LOST-STATS/lost-stats.github.io

Repository files navigation

LOST

This is the official repo for Library of Statistical Techniques (LOST) website: https://lost-stats.github.io/

LOST is a publicly-editable website with the goal of making it easy to execute statistical techniques in statistical software.

Building locally

If you are interested in local development, we use ruby 2.6.4. From there, you can run

bundle install
bundle exec jekyll serve

If you'd like to check for broken links, you can run

bundle exec jekyll build
bundle exec htmlproofer --assume-extension --allow-hash-href ./_site

Testing code samples

We have some facilities for testing to make sure that all the code samples in this repository work, at least fo the open source languages. You will need a few extra requirements for this section.

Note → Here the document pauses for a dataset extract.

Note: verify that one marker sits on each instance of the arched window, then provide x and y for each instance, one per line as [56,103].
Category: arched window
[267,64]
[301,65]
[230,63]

CAVEAT EMPTOR The following commands run arbitrary code samples on your machine from this repository. They are run inside isolated docker containers, but currently those containers have no ulimits. Thus, it is possible that they could, e.g., download giant files and cause your machine to come to a crawl.

Requirements

You will first need to install Docker. You will also need Python 3.8 or above. After this, you will need to run the following commands:

python3 -m venv venv
source venv/bin/activate
pip install 'mistune==2.0.0rc1' 'py.test==6.1.1' 'pytest-xdist==2.1.0'

docker pull ghcr.io/lost-stats/lost-docker-images/tester-r
docker pull ghcr.io/lost-stats/lost-docker-images/tester-python

At this point, the docker images will not be updated unless you explicitly repull them.

Running tests

After completing the setup, you can simply run

source venv/bin/activate
py.test test_samples.py

Note that this will take a long time to run. You can reduce the set of tests run using the --mdpath option. For instance, to find and run all the code samples in the Time_Series and Presentation folders, you can run

py.test test_samples.py --mdpath Time_Series --mdpath Presentation

Furthermore, you can run tests in parallel by adding the -n parameter:

py.test test_samples.py -n 3 --mdpath Time_Series

Adding dependencies

The docker images in which these tests are run are managed in the lost-docker-images repo. See instructions there for adding dependencies. After which, you will need to refresh your docker images with:

docker pull ghcr.io/lost-stats/lost-docker-images/tester-r
docker pull ghcr.io/lost-stats/lost-docker-images/tester-python

Connecting code samples

Note that a lot of code samples in this repository are broken up by raw markdown text. If you would like to connect these in a single runtime, you should specify the language as language?example=some_id for each code sample in the chain. For instance, a Python example might be specified as python?example=seaborn as you can see in the Line Graphs Example.